'Outlander' Returns: More Time-Travel, Spanking, Nipples, and Kilts

Outlander begins the second half of its first season on Saturday night, to the vast relief of millions of fans and the business division of Starz, which has never had a hit that’s inspired such devotion. The series, based on Diana Gabaldon’s bestselling novels and overseen by producer Ronald D. Moore (Battlestar Galactica), is a canny mixture of romance, fantasy, history, adventure, violence, sex, Druids, kilts, time-travel, and unkempt hair. In short, it has everything.

When we last left Outlander, way back in September, the wild-maned Claire Randall (Caitriona Balfe) was in the 18th century-Scotland clutches of the dastardly Black Jack Randall (Tobias Menzies), with her husband Jamie Fraser (Sam Heughan) in hot pursuit. What a distance we’d come from the start of the series, in which World War II nurse Claire lived in 1940s England with her scholarly husband Frank Randall (also played by Menzies) before she was transported back in time.

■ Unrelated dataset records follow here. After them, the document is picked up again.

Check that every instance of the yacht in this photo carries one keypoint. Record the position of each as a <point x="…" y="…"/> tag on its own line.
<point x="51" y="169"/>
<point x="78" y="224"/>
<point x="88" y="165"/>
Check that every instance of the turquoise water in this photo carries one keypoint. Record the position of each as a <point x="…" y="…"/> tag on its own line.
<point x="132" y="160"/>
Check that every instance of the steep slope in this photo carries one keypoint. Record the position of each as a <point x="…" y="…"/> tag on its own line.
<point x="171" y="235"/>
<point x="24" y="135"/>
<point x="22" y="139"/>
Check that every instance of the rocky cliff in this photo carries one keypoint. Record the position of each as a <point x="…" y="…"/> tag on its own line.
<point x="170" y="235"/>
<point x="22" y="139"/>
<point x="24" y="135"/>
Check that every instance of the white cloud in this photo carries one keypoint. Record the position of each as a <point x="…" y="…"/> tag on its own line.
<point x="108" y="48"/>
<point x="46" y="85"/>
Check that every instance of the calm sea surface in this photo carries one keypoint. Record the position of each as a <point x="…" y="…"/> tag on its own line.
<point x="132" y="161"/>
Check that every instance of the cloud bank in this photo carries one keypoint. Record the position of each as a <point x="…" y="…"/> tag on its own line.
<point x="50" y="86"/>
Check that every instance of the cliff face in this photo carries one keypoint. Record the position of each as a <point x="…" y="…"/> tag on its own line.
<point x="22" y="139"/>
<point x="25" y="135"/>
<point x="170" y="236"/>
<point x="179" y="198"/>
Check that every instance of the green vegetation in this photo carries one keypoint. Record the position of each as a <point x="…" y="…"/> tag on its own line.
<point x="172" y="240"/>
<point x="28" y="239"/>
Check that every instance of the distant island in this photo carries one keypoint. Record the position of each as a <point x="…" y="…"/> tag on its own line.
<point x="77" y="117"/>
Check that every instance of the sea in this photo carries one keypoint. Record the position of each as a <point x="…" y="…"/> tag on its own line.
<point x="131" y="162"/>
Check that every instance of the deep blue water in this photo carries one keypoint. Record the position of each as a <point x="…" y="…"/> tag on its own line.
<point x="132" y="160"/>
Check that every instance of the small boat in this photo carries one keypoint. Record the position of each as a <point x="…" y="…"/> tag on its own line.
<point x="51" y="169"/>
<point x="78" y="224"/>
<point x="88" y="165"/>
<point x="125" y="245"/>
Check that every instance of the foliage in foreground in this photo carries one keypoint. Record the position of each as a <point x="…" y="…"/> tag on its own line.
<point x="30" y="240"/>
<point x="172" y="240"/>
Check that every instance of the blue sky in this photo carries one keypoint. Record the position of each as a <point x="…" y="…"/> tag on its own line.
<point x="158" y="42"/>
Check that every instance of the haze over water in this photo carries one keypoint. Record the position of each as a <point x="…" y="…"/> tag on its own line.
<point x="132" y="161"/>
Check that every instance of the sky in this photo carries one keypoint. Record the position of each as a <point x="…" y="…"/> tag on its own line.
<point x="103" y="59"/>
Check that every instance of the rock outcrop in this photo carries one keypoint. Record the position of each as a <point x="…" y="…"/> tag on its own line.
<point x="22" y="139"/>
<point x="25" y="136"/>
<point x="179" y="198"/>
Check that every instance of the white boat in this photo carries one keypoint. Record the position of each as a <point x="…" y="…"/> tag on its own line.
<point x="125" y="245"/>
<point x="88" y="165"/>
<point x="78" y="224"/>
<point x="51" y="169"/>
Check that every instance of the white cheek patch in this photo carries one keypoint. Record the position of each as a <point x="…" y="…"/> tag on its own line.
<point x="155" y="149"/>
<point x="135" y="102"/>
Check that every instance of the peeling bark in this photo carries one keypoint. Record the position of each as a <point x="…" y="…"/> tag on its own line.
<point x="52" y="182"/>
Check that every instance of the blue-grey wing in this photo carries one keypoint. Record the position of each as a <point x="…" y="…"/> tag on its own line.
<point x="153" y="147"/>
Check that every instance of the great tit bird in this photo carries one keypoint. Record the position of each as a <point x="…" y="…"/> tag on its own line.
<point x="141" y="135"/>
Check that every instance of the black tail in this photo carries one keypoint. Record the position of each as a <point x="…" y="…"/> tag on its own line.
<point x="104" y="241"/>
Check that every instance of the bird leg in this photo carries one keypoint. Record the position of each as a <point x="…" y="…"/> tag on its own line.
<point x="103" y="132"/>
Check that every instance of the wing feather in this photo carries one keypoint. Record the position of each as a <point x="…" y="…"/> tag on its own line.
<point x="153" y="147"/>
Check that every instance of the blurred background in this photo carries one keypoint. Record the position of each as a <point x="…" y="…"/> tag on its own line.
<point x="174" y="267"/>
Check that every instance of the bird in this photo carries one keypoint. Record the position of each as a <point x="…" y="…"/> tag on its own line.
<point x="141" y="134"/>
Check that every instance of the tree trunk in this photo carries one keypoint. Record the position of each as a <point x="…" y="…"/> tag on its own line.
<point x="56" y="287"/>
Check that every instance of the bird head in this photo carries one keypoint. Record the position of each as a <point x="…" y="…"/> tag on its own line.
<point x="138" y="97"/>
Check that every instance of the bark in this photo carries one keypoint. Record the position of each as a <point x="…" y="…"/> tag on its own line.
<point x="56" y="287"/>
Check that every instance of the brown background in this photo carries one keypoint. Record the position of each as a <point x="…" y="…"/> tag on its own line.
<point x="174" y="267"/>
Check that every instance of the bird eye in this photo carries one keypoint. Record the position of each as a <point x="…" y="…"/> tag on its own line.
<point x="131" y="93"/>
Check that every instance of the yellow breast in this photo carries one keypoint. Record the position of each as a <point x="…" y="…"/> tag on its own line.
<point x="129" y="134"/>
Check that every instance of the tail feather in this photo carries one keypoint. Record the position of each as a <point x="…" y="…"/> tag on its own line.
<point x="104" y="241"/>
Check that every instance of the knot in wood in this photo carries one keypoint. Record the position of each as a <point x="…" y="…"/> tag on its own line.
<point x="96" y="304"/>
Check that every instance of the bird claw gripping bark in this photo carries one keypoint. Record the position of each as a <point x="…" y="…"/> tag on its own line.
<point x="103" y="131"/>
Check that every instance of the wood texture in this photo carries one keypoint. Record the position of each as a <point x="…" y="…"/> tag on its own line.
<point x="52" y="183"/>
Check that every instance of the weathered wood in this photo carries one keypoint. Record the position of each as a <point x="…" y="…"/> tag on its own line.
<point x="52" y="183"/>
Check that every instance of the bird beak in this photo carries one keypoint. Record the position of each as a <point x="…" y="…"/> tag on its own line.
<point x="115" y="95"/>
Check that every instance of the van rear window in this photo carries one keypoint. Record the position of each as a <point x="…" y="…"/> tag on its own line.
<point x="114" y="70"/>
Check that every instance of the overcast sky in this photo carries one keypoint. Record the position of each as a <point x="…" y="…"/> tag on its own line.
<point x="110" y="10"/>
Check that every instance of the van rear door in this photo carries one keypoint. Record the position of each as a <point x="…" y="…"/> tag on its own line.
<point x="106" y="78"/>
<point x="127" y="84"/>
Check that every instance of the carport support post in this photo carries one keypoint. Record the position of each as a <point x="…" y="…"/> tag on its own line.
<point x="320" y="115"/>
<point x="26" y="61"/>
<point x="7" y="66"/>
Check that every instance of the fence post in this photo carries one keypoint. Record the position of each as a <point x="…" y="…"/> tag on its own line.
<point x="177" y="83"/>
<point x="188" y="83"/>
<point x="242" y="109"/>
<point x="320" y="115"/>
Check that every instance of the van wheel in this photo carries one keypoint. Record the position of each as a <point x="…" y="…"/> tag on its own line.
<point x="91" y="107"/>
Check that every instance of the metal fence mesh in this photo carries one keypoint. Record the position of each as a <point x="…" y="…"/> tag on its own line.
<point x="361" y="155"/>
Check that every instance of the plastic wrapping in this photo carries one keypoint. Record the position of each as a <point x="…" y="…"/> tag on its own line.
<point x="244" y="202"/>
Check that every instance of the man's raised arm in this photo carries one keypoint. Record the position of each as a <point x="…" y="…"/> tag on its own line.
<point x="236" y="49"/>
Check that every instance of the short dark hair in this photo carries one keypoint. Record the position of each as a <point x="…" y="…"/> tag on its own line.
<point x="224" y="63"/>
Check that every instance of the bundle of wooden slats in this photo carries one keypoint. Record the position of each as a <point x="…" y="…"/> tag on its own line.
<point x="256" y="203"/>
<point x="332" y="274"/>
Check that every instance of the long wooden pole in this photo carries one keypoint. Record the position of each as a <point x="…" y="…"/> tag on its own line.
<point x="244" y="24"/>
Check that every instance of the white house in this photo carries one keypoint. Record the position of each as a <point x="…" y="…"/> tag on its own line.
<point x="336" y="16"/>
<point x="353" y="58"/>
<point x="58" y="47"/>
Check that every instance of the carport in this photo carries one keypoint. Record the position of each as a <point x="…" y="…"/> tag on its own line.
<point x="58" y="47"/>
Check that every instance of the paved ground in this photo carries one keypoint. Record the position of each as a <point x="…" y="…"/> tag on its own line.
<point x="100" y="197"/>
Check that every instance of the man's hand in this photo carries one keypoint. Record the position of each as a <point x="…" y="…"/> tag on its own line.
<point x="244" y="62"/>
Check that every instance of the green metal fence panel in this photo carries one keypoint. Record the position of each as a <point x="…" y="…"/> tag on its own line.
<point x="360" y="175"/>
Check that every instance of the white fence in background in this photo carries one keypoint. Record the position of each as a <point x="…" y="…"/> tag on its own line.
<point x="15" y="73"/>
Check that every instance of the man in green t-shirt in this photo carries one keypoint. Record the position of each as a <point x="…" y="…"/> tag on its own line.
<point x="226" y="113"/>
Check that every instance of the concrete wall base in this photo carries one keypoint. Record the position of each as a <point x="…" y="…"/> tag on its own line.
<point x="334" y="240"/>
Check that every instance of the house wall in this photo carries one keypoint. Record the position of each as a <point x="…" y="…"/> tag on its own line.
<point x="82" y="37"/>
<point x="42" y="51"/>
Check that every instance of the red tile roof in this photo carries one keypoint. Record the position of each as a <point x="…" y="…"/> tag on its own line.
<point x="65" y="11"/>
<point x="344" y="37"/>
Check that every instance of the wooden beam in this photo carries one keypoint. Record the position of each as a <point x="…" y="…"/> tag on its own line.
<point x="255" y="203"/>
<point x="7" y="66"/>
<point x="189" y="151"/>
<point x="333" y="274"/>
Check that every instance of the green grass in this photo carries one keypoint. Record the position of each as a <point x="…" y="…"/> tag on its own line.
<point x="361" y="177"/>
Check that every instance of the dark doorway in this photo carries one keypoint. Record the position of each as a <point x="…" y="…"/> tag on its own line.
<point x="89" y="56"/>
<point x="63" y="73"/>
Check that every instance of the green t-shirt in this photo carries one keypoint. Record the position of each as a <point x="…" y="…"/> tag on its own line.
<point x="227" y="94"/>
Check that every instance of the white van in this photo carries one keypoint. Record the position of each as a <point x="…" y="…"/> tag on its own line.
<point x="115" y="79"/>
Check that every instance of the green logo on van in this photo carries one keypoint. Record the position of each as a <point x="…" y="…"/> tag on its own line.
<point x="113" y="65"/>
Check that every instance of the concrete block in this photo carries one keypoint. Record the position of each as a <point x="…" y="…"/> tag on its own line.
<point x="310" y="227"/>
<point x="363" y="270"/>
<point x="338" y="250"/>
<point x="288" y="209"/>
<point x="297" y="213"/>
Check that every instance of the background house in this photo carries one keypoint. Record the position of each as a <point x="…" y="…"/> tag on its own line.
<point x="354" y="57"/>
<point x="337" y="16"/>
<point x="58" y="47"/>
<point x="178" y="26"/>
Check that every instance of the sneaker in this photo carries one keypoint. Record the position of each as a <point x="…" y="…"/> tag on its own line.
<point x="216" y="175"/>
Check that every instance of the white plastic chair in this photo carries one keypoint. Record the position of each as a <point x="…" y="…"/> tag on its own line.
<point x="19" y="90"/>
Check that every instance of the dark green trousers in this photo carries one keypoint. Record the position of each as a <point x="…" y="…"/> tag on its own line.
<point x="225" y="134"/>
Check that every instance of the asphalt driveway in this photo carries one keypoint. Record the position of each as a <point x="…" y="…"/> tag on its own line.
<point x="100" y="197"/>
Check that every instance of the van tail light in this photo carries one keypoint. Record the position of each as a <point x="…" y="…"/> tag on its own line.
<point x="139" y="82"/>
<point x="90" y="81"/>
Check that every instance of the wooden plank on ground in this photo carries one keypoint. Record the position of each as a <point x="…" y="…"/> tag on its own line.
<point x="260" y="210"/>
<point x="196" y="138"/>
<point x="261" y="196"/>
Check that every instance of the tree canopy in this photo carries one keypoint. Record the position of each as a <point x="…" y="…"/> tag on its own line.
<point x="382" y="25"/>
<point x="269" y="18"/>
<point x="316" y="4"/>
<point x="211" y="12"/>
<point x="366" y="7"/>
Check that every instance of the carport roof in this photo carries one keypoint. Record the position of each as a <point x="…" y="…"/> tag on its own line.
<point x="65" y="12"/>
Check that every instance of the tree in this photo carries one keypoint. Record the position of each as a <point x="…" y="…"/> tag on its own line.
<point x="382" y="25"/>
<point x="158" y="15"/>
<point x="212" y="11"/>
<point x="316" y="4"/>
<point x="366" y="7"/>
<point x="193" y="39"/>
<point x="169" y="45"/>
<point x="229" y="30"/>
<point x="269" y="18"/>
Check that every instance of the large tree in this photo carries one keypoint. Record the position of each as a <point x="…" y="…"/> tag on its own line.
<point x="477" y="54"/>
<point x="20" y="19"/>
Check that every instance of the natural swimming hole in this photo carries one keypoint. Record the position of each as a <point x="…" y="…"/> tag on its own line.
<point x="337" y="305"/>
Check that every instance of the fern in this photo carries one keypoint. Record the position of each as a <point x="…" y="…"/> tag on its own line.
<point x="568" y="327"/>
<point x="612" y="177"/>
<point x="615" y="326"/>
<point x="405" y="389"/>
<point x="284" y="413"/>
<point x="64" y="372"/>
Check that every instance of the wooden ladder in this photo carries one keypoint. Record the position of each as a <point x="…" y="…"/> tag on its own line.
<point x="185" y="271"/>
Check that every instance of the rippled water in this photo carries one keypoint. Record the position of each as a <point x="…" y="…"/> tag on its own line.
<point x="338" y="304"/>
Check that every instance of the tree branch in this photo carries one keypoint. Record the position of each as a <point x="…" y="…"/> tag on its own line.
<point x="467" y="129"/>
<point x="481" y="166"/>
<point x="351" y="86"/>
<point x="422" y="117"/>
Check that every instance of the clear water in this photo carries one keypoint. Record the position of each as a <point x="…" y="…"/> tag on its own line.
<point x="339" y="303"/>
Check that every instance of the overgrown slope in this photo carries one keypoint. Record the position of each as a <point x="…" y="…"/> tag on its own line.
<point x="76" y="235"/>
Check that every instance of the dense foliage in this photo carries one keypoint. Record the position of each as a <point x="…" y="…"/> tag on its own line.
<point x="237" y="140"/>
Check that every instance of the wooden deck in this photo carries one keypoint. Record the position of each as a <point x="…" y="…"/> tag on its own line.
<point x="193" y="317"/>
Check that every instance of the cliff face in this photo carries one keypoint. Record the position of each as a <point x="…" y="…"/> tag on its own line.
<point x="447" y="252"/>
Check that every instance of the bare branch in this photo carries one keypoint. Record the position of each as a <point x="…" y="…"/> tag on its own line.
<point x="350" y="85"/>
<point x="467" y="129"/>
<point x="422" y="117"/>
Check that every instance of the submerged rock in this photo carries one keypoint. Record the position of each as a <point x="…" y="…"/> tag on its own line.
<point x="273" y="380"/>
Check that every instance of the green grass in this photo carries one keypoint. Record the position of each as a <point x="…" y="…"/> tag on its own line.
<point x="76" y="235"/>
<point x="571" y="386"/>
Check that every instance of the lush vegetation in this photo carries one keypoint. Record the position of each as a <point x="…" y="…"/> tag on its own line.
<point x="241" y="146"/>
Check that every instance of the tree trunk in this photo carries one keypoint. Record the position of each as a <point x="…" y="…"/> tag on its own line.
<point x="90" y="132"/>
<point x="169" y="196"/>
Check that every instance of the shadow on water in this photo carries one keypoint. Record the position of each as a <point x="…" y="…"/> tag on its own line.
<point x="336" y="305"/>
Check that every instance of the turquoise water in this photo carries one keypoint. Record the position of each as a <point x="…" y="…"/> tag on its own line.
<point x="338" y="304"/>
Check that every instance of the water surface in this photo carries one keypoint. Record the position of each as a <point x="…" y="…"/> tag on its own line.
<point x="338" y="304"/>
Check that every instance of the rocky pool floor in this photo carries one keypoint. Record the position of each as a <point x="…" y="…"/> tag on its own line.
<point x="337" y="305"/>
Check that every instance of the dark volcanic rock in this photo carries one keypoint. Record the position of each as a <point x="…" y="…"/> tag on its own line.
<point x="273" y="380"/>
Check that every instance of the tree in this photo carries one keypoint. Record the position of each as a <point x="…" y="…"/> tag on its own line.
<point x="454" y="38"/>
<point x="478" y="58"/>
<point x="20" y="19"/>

I’m well into these new episodes, and can tell you without spoiling anything that it’s likely the second half of the season will fully satisfy the Outlander audience. These new hours place Claire’s inner struggles as centrally as the first half of the season did her outer struggles to adapt to the world of a bygone era. Claire is now, in effect, married to two men (Frank and Jamie) and is less sure than she once was that she ought to get herself back to the 1940s as soon as possible. The new episodes only deepen these struggles for Claire, as well as containing some harsh spanking, death by cyanide, and a wonderfully foppish performance by Simon Callow as the Duke of Sandringham.

Related: ‘Outlander’ at PaleyFest: Drinking, Games, and the Promise of a ‘Satisfying’ Finale

The best decisions Moore made in adapting Gabaldon’s books to TV is to avoid condescending to the material, and to get excellent directors such as John Dahl and Toni Graphia to give the show a look and pace that’s both lush and swift. It would have been easy to make Outlander a campy soap opera; instead, it’s pulp fiction grounded in historical context and lifted by its time-travel twist to a level of intricately clever imaginativeness.

It helps, of course, that Balfe is such a compelling presence, completely convincing as an intelligent person swept away by extraordinary circumstances, living by her wits and not resistant to the power of romance without ever getting all weak and swoony about it. Where other characters in the latter half of the season will let slip the occasional “My nipples harden like acorns” comment, Balfe’s Claire admirably avoids similes and metaphors. When she and Jamie have sex, by God, they have good, improper sex, and by the almighty power of Starz, the camera does not cut away with anything approaching discretion.

In much the same way — well, actually, in quite a different way — Outlander continues to be a good show about improper times that provides an ever-growing audience with the kind of escapism that keeps bringing you back to reality.

Outlander airs Saturdays at 9 p.m. on Starz.